The Georgia night was warm and sticky, the kind of southern September that does not get better with a bonfire. We, a group of women from different places and different backgrounds, let the bouncing shadows hide our faces as we shared our secrets. Then we slipped on identical blue paracord bracelets and told the group what we were committing to do, sealing the contract in front of witnesses we didn’t dare let down.
Two days earlier we had been strangers, invited to attend Empowered Spouses Retreat, a three-day event hosted by the Chris Kyle Frog Foundation that tends to wounds of the spouses of service members, veterans, and first responders.
Through those three days of boundary-pushing experiences, we had grown exponentially in individual confidence and in closeness to each other. And now here we were on the last night, pledging to stay transformed after we got back home.
I didn’t have to think very hard about what my challenge would be: Every day for one year I would text “I love you” to the man whose last name I’ve shared for the better part of two decades.
It’s not like I didn’t already tell him I loved him. I told him at the end of every phone call, as either of us was leaving the house, and before we turned off the lights and went to sleep. Texting those same words felt unnecessary and forced — but I knew he liked getting those texts. What would happen, I wondered, if I went outside my comfort zone and into his, every day for a year?
We had already weathered some huge challenges as a couple, and already overcoming a near-divorce. But he’s an active duty, senior enlisted soldier whose entire career has been spent in Army Special Forces. That means he’s been gone more than he’s been home. Among those deployments were some really bad, long ones to Afghanistan, including one that had ended only a few months earlier and another that was about to begin.
The idea for the challenge came from Corie Weathers, a counselor, author, podcast host, and wife of an Army chaplain. She leads the retreats.
“I like to wear jewelry that means something to me,” she told me. “I knew that if I could get military spouses — who are maybe already tired and weary, feeling resentful and thinking, ‘I shouldn’t have to do the work anymore,’ to commit to working on something every day — I knew that alone would change marriages.”
I didn’t need a bracelet to remind me to WhatsApp him when he was deployed. I could have written “I love you” a hundred times a day then. When news of casualties began arriving, sometimes multiple soldiers in a day, I found myself rubbing the bracelet between my thumb and forefinger nervously, like a magic lamp, as if a genie might appear to grant my wish for his safety.

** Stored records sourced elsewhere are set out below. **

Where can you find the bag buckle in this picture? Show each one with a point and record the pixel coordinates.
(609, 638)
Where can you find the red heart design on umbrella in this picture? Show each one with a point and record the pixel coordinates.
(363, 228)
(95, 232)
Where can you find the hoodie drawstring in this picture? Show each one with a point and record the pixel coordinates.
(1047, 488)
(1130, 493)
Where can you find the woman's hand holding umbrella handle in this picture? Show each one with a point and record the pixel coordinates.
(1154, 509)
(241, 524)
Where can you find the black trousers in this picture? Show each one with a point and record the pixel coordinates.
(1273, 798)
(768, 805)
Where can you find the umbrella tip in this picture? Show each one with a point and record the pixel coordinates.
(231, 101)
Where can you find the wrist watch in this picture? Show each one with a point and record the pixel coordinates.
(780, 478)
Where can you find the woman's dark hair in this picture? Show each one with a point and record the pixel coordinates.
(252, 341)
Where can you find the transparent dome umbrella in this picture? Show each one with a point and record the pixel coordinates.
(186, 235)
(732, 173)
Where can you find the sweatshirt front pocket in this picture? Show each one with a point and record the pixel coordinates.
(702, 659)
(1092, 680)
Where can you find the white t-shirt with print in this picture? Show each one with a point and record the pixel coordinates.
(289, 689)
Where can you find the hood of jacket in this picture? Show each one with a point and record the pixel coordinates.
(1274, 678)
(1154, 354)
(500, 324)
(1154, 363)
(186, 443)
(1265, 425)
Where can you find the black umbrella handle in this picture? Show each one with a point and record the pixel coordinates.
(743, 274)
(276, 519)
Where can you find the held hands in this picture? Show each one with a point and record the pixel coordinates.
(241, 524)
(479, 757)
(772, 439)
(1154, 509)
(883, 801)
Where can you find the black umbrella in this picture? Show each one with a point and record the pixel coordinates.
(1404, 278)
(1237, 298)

But when he was home, there were days I forgot, even with the bracelet on my wrist. A few times I remembered only at bedtime, as I was brushing my teeth, and I jotted out a quick “I love you” just to check the box, even though he was 10 feet away, already in bed.
At one point, when we were deep in the tension and resentment of reintegration, I was so done with the challenge that I determined which day would be exactly a year and set an alarm on my phone so I wouldn’t forget to take off the stupid bracelet. It didn’t go with my outfits and after a year of non-stop wear — showering, swimming, working out, chores — it looked really ratty. I had even worn it to the ball!
But then a strange thing happened. The bracelet stopped being a reminder of a challenge and it came to symbolize our love — the good and bad times, maybe even especially the bad times, the ones we had already overcome. When that alarm went off, I was eager to not wear it, but I also couldn’t bring myself to take it off. Which, if I’m being honest, is also how I sometimes feel about marriage.
“Your blue bracelet really becomes a sacred space,” Weathers said. “You think about these major moments that you both have had separately, especially during deployments, and you decide to be a lot more graceful and respectful toward each other.”
And then Weathers announced that she and Charlie Madison, a military spouse-owned jewelry company, had designed a prettier replacement for the paracord bracelet. This one is made from blue semi-precious stones. I was one of the very first people to buy one — and I haven’t taken it off since it arrived.
[Get the Lifesaver Inspirational Marriage Bracelet]
My wedding band reminds me of the commitment I made to my husband 17 years ago, a commitment that shows in the dings, dirt, and dents, just like our marriage. But the bracelet means something different. If the ring is the commitment, the bracelet is my daily choice. It reminds me of all the reasons why I fell for this man. His charming grin, generosity, quick mind, dedication, and willingness to endure. Surely, all of that is worth a text.